Viel zum Inhalt von „Eigentum“ von Wolf Haas kann ich nicht sagen. Es geht halt um seine Mutter. Er wiederholt, was sie ihm erzählt hat, von den Irrtümern ihres Großvaters, der immerwährenden Inflation, vom Servierkurs, von ihrer Zeit in der Schweiz und vom Krieg. Ihr gemeinsames Leben schildert Haas selbst, wobei er ihre Eigenarten hervorhebt, zum Beispiel ihre dreimaligen Wiederholungen beim Sprechen, was zu ihrem Merkmal wurde. Marianne wurde durch seine Schilderungen präsent, erwachte um ihren Tod herum für mich zum Leben.

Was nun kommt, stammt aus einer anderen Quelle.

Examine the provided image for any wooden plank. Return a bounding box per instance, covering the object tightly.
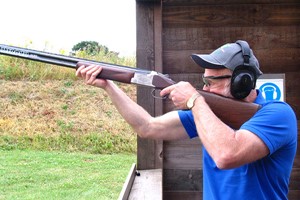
[163,0,299,6]
[164,191,203,200]
[163,26,300,51]
[128,169,163,200]
[164,138,202,170]
[118,163,136,200]
[163,3,300,27]
[136,2,162,169]
[163,169,203,192]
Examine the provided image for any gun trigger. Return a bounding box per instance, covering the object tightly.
[151,89,169,100]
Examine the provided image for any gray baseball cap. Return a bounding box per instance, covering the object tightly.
[191,43,262,77]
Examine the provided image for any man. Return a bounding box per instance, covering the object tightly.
[76,41,297,199]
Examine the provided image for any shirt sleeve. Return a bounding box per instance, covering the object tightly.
[178,110,198,138]
[241,101,297,154]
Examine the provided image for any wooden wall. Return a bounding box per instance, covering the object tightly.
[137,0,300,199]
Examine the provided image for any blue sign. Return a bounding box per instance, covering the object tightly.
[259,82,281,101]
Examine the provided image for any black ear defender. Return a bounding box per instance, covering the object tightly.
[230,40,257,99]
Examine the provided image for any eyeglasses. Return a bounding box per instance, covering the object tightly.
[202,74,231,87]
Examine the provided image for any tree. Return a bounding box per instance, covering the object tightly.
[72,41,109,55]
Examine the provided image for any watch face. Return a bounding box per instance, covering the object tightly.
[186,98,194,109]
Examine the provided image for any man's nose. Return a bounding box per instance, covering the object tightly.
[202,85,209,92]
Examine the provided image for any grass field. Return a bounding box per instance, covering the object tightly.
[0,48,136,200]
[0,150,136,200]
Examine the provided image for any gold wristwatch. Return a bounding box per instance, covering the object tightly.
[186,92,201,109]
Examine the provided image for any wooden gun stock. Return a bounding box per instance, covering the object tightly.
[0,44,260,129]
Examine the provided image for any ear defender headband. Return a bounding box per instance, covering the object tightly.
[230,40,257,99]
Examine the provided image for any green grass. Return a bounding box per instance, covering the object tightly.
[0,150,136,200]
[0,46,136,200]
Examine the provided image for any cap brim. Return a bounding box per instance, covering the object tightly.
[191,54,225,69]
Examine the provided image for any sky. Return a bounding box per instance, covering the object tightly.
[0,0,136,56]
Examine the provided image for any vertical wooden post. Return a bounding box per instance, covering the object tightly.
[136,1,162,169]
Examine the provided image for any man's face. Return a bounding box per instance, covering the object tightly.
[203,69,232,97]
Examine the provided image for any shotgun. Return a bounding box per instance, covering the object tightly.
[0,44,260,129]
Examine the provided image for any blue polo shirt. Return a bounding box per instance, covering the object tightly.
[178,91,297,200]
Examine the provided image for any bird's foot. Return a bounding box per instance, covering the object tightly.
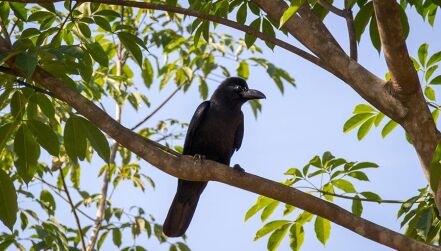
[233,164,245,173]
[193,154,207,161]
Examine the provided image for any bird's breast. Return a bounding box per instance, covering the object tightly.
[188,112,240,164]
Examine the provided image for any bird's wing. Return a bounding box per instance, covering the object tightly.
[183,100,210,155]
[233,113,243,151]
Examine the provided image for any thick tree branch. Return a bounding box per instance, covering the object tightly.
[26,68,438,250]
[317,0,345,17]
[0,39,438,251]
[374,0,441,209]
[253,0,407,122]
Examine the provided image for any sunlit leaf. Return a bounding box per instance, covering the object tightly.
[0,169,18,231]
[314,216,331,245]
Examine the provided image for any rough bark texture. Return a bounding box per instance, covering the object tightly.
[374,0,441,209]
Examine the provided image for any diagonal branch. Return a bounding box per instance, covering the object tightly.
[0,38,439,251]
[253,0,407,122]
[26,68,438,250]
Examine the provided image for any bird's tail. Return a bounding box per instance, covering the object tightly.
[162,180,207,237]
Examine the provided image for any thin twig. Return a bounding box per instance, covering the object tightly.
[54,2,79,41]
[317,189,423,204]
[0,66,54,97]
[87,31,124,251]
[0,17,11,44]
[345,0,358,61]
[60,169,86,251]
[130,85,182,131]
[35,176,95,221]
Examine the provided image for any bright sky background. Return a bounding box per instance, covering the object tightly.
[1,1,441,251]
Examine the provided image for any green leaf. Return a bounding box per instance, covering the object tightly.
[244,196,273,221]
[279,0,305,29]
[84,42,109,67]
[245,17,261,48]
[27,120,60,156]
[314,216,331,245]
[40,189,57,215]
[424,65,438,82]
[199,76,208,100]
[0,169,18,231]
[357,117,375,140]
[77,22,92,38]
[254,220,291,241]
[289,223,305,251]
[374,112,385,127]
[236,3,247,24]
[381,120,398,138]
[112,228,122,247]
[260,200,280,222]
[369,17,381,54]
[93,16,112,32]
[351,195,363,216]
[415,207,433,240]
[429,75,441,85]
[141,58,154,88]
[0,123,16,153]
[77,117,110,163]
[15,49,38,79]
[267,224,289,251]
[323,183,335,202]
[237,60,250,80]
[352,104,376,114]
[331,179,356,193]
[348,171,369,181]
[283,204,296,216]
[96,230,109,250]
[418,43,429,66]
[262,18,276,50]
[360,191,381,201]
[11,91,27,120]
[426,51,441,67]
[118,32,142,67]
[429,143,441,192]
[424,86,435,101]
[343,113,374,133]
[63,115,87,163]
[354,2,374,42]
[14,125,40,184]
[9,2,27,21]
[33,93,55,119]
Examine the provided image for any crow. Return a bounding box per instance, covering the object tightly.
[163,77,265,237]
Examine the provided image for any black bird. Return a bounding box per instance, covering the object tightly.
[163,77,265,237]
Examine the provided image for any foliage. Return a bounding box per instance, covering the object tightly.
[245,152,382,250]
[0,1,295,251]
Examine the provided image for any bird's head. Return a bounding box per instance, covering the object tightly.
[211,77,266,105]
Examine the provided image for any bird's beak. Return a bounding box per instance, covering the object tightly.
[242,89,266,100]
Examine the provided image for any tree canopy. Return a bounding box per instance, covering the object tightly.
[0,0,441,251]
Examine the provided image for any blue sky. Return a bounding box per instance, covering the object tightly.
[1,2,441,251]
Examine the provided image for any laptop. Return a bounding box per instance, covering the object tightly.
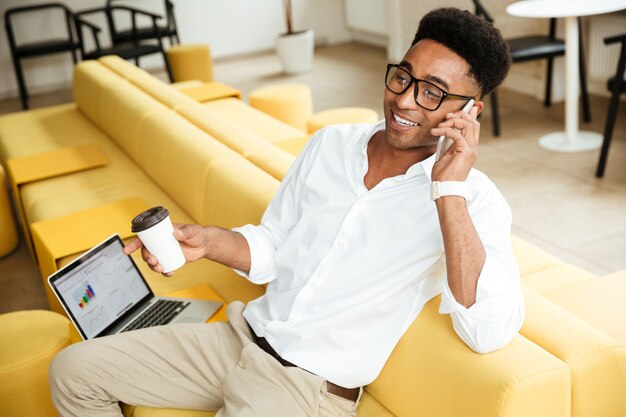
[48,235,222,340]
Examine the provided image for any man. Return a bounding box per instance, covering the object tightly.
[50,8,524,417]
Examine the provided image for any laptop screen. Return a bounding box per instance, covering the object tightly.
[49,235,152,339]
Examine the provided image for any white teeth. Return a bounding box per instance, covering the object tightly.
[393,113,417,126]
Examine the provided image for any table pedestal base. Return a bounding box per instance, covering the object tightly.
[539,131,602,152]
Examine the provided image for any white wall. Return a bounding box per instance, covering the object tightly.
[0,0,353,98]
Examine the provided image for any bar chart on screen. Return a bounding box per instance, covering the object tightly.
[74,283,96,309]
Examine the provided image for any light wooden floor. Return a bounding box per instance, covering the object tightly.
[0,43,626,312]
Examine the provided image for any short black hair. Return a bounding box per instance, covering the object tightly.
[411,7,511,96]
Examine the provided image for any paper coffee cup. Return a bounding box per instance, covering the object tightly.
[131,206,186,272]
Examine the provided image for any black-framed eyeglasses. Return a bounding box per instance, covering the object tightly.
[385,64,474,111]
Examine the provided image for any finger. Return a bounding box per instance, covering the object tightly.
[141,248,159,267]
[174,228,187,242]
[431,127,469,152]
[123,237,143,255]
[439,113,478,127]
[431,118,480,145]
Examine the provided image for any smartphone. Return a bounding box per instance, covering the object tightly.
[435,98,474,162]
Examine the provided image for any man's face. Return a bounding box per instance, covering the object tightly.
[384,39,482,149]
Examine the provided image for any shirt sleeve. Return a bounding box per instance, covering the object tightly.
[232,134,321,284]
[439,180,524,353]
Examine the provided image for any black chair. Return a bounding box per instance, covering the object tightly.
[4,3,79,110]
[74,6,173,82]
[472,0,591,136]
[107,0,179,45]
[596,33,626,178]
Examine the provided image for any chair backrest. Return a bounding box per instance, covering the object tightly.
[4,3,76,53]
[106,0,178,42]
[74,6,163,58]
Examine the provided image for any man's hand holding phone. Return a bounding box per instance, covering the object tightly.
[430,100,480,181]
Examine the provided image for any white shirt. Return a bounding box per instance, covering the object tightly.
[233,121,524,388]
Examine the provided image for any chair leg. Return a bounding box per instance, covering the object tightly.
[543,58,554,107]
[491,90,500,136]
[578,33,591,123]
[161,49,174,83]
[596,90,621,178]
[13,56,29,110]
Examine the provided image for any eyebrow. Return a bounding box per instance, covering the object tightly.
[398,61,450,90]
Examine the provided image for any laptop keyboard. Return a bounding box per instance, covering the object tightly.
[122,300,190,332]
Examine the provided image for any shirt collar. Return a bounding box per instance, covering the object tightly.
[361,119,435,181]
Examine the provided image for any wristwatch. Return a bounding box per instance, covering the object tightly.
[430,181,472,201]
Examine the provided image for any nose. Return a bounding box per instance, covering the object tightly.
[395,83,419,110]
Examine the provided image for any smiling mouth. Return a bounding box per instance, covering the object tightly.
[391,112,419,127]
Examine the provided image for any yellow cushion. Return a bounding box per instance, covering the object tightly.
[307,107,378,133]
[138,112,233,224]
[177,103,299,180]
[99,74,171,160]
[98,55,195,108]
[0,310,70,417]
[0,165,18,257]
[72,60,122,126]
[203,98,309,155]
[366,297,571,417]
[546,270,626,344]
[170,80,204,91]
[0,103,108,160]
[511,236,563,276]
[166,44,213,82]
[204,157,279,228]
[244,84,313,132]
[521,290,626,417]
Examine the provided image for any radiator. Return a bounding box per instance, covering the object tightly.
[586,15,626,83]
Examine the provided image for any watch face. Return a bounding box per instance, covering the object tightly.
[430,181,471,201]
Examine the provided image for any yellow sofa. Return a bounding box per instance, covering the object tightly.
[0,59,626,417]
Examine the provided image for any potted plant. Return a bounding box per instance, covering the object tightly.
[276,0,315,74]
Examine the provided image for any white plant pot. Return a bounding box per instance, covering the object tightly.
[276,29,315,74]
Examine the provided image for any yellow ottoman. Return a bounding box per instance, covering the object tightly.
[307,107,378,133]
[166,44,213,83]
[0,310,70,417]
[0,165,17,258]
[248,84,313,132]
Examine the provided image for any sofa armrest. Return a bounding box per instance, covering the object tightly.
[520,289,626,417]
[367,297,571,417]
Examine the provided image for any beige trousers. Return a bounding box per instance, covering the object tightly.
[50,302,358,417]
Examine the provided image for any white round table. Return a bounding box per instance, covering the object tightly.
[506,0,626,152]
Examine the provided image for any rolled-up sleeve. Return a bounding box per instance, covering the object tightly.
[439,180,524,353]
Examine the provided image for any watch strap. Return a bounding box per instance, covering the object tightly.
[430,181,472,201]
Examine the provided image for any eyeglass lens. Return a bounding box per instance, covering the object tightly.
[385,67,445,110]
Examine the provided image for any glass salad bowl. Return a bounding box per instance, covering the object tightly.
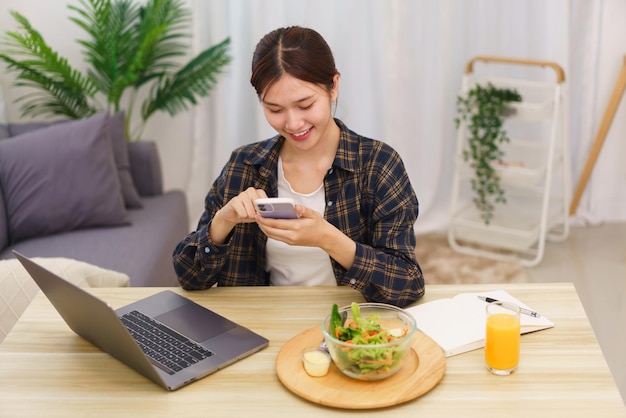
[322,302,416,380]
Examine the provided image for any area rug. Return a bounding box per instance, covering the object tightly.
[415,234,528,285]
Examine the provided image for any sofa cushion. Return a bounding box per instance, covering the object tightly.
[0,257,130,342]
[0,112,141,208]
[0,185,9,250]
[128,141,163,197]
[0,112,128,242]
[111,112,142,208]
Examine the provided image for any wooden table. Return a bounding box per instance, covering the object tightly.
[0,283,626,418]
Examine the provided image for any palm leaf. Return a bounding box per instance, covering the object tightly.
[0,12,97,118]
[68,0,140,111]
[142,38,230,120]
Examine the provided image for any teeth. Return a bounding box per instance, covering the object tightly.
[293,128,311,136]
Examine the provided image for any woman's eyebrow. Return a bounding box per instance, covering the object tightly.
[263,94,315,107]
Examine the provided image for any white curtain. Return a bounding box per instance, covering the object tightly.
[187,0,626,232]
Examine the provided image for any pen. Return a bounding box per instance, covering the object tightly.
[478,296,541,318]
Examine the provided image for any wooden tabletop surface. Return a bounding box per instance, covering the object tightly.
[0,283,626,418]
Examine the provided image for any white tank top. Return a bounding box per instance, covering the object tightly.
[265,158,337,286]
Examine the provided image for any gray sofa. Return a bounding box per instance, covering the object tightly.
[0,114,189,286]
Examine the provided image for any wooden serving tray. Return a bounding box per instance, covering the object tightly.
[276,327,446,409]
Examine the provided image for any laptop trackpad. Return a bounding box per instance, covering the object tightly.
[156,303,237,342]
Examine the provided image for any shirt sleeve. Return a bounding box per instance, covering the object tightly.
[332,146,425,307]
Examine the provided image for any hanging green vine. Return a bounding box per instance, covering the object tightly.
[454,83,522,225]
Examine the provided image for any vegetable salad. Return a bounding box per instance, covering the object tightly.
[329,302,409,376]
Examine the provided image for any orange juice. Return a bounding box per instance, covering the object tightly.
[485,312,520,374]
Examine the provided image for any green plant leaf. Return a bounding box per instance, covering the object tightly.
[455,83,522,224]
[0,11,97,118]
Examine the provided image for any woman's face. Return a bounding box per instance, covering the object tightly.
[262,75,339,150]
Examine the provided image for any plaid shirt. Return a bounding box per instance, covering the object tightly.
[173,120,424,306]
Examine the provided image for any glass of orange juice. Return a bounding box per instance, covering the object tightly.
[485,301,520,376]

Auch wenn der Tod eigentlich ein schwermütiges Thema ist, gehört er bei einer 94 Jährigen, die ein ereignisreiches Leben hatte, dazu. Haas erzählt mit viel Liebe und Witz von ihr, was den Roman zu einer Liebeserklärung an die Mutter macht. Sprachlich ist es natürlich gut, Wolf Haas hat unzählige Bücher geschrieben, meist Krimis, aber auch den ein oder anderen Roman, von daher weiß er, was funktioniert und was sich gut lesen lässt. Manchmal fand ich den Dialekt der Mutter, wenn er sie direkt zu Wort kommen lässt, etwas anstrengend, aber das macht es auch authentisch. Es gab einige Längen, gerade zum Schluss, obwohl es nur 157 Seiten sind.
Was ich bemerkenswert fand und was mir sehr gut gefallen hat, war des Fehlen von eher männlich konnotierten Themen (Sexismus, Männlichkeit, Machtgehabe), die auch absolut fehl am Platz gewesen wären und es ist schon traurig, dass mir sowas bei einem Autor direkt ins Auge springt und mir erwähnenswert erscheint. Aber es zeigt auch, es geht auch anders liebe Autoren.